To meet these expectations, an employer’s decision regarding which employees will lose their jobs can not be tainted in any way by discriminatory decision-making. For example, if terminations are being decided on the basis of poor performance, it could be considered discriminatory if accommodated employees are included – where their lower performance is tied to their limitations due to disability. To ensure fairness and avoid discrimination, employers should aim to eliminate positions, as opposed to individuals, and relate the decision-making process to the goals of the business restructuring. When making termination decisions, employers should also rely on objective criteria, such as employee job performance (not associated with a protected characteristic), as opposed to subjective criteria, like “flexibility” or “willingness to adapt.” For example, the Human Rights Tribunal of Ontario (HRTO) has found an employer discriminated on the basis of age when it used “career potential” as a factor in assessing which employees it would terminate for redundancy.

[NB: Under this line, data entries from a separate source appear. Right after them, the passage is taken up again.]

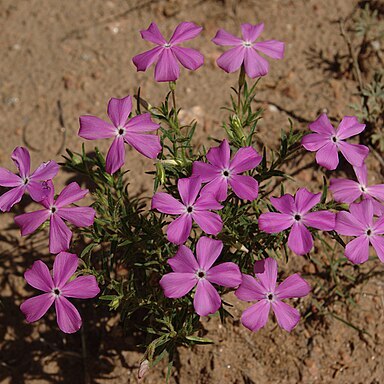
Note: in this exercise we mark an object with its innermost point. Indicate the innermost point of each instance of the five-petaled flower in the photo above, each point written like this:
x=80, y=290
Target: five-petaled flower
x=122, y=129
x=348, y=191
x=327, y=141
x=27, y=181
x=263, y=289
x=359, y=222
x=167, y=53
x=189, y=209
x=57, y=288
x=223, y=171
x=244, y=50
x=295, y=213
x=189, y=272
x=56, y=211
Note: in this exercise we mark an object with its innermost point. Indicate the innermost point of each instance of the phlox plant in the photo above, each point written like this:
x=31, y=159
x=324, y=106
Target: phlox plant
x=214, y=222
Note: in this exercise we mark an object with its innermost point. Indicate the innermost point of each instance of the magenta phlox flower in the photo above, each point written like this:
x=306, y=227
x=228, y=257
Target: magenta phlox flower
x=190, y=208
x=56, y=211
x=223, y=171
x=263, y=289
x=57, y=288
x=358, y=222
x=348, y=191
x=167, y=53
x=294, y=213
x=25, y=181
x=245, y=50
x=328, y=141
x=124, y=130
x=189, y=272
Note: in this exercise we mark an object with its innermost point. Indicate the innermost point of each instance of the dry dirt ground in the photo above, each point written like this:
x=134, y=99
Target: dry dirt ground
x=63, y=58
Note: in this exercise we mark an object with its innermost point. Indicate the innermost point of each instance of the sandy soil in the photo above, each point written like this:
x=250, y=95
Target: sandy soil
x=61, y=59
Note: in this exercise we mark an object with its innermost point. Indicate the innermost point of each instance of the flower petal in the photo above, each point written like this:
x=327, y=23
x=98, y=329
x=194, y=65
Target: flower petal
x=179, y=230
x=119, y=110
x=328, y=156
x=184, y=261
x=9, y=179
x=206, y=300
x=293, y=286
x=357, y=250
x=176, y=285
x=166, y=203
x=83, y=287
x=153, y=35
x=185, y=31
x=70, y=194
x=167, y=68
x=225, y=38
x=116, y=155
x=39, y=277
x=29, y=222
x=147, y=145
x=144, y=60
x=287, y=317
x=284, y=204
x=225, y=274
x=78, y=216
x=349, y=127
x=345, y=191
x=273, y=222
x=59, y=235
x=305, y=200
x=355, y=154
x=322, y=125
x=254, y=64
x=209, y=222
x=11, y=197
x=188, y=57
x=36, y=307
x=22, y=160
x=93, y=128
x=68, y=317
x=300, y=239
x=272, y=48
x=207, y=252
x=189, y=188
x=250, y=289
x=64, y=267
x=245, y=159
x=231, y=60
x=323, y=220
x=314, y=141
x=251, y=32
x=141, y=123
x=256, y=316
x=245, y=187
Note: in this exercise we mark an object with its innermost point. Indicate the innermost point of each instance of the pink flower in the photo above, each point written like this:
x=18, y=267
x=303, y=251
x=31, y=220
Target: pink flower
x=189, y=272
x=27, y=181
x=348, y=191
x=122, y=129
x=245, y=50
x=222, y=171
x=359, y=222
x=263, y=288
x=56, y=211
x=327, y=141
x=167, y=53
x=189, y=209
x=57, y=289
x=295, y=214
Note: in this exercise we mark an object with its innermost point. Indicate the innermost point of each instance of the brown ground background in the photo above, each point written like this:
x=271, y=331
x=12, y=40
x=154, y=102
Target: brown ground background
x=61, y=59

Human rights issues may also arise when an employee’s position is designated redundant while the employee is on a disability-related leave from work. While the employer may have economic reasons for terminating the employment, eliminating a position while an employee is on leave may give the perception that the decision was based on discriminatory factors. If the redundant employee brings a complaint, the employer will have to demonstrate that no part of its decision to terminate the redundant position was related to a ground of discrimination that is protected under the Code. In these cases, detailed record-keeping is very important in establishing non-discriminatory reasons for the termination. For example, in a case last year, a complaint was broguth to the HRTO alleging that the complainant was terminated from her employment because of her disability. The employer in that case was able to demonstrate that it had started restructuring six months before the onset of the employee’s illness, and successfully defended against the complaint. The HRTO ultimately accepted that the termination was based on legitimate business reasons and dismissed the complaint accordingly.
Ultimately, employers are entitled to make the best business decisions for their organizations, which may include downsizing or eliminating redundant positions. However, these decisions must occur within the parameters of any applicable human rights legislation and be provably non-discriminatory.
 McKee v. Hayes-Dana Inc (1992), 17 CHRR 79, 1992 CarswellOnt 6647 (Ont Bd Inq).